Latest 1.9 snapshot deletes services
Description
Environment
Acceptance / Success Criteria
Lucidchart Diagrams
Activity

Tarus Balog January 31, 2012 at 1:59 PM
Okay, I was wrong - capsd wasn't disabled.
This problem turns out to be a race condition between provisiond and capsd. If provisiond is handling newSuspect events, it will use a foreign source to test for services. However, since nodes created this way won't belong to a provisioning group, capsd tries to manage them on a restart.
In this case the "Update" service detector was added to the default foreign source, but no configuration existed for the "Update" service in capsd-configuration.xml. Since the service didn't exist, capsd deleted it.
This problem will go away entirely once capsd is fully deprecated. In the meantime, the workaround is to either disable capsd or include all services in the capsd-configuration file.

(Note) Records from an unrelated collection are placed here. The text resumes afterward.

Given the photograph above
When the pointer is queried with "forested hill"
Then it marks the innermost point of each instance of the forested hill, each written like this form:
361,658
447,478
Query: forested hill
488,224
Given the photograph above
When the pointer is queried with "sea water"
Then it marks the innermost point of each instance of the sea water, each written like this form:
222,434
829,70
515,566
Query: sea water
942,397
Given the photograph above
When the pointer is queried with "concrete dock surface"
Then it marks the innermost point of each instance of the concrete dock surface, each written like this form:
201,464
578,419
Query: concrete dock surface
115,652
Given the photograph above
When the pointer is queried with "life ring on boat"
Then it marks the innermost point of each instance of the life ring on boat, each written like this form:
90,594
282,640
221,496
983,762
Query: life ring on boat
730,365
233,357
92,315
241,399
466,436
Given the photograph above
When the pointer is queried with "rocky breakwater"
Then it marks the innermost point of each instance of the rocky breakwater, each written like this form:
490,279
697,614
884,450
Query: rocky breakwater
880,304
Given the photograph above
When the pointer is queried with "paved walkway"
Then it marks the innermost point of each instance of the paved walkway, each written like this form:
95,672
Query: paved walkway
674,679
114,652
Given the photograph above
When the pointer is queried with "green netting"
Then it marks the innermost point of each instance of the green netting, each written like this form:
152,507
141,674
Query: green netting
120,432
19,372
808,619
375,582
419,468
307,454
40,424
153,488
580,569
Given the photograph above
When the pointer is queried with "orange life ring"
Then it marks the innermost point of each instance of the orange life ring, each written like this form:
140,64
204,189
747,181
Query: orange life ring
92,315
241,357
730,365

Tarus Balog January 30, 2012 at 12:33 PM
Hrm - not sure what's going on. Ben backed out a suspect change and made new RPMs. Prior to the restart:
opennms=# select nodeid,serviceid from ifservices where status='D';
nodeid | serviceid
--------+-----------
(0 rows)
After the restart:
opennms=# select nodeid,serviceid from ifservices where status='D';
nodeid | serviceid
--------+-----------
36 | 29
20 | 29
21 | 29
15 | 29
40 | 29
39 | 29
16 | 29
35 | 29
16 | 29
14 | 29
9 | 29
37 | 29
13 | 29
38 | 29
10 | 29
(15 rows)

Tarus Balog January 26, 2012 at 2:51 PMEdited
Node: barbrady.internal.opennms.com
Not a member of any provisioning requisition
provisiond is handling the newSuspect events. It seems to be fine for devices that are in a provisioning group.
Note that this is new behavior in the last week or so.

Benjamin Reed January 26, 2012 at 12:15 PM
Are the nodes provisioned, or capsd-scanned?
I upgraded to the latest snapshot this morning. When I restarted, I lost about seven outages. I have configured a custom service called Update that uses the SnmpMonitor to check the status of an OID. If that OID is not zero, the service is marked as down.
For the devices with the outage, the service was deleted when OpenNMS was started. This would be bad.
From the database:
opennms=# select nodeid,serviceid from ifservices where status='D';
nodeid | serviceid
--------+----------- 36 | 29
15 | 29
16 | 29
16 | 29
9 | 29
13 | 29
10 | 29
(7 rows)
These are the nodes in question (service 29 is the Update service). If I run:
opennms=# update ifservices set status='A' where status='D';
UPDATE 7
and then restart, the services are deleted again. No logs of interest that I can see.
Again, this is on barbrady in the office. I won't mess with it in hopes that someone can take a look at it soon.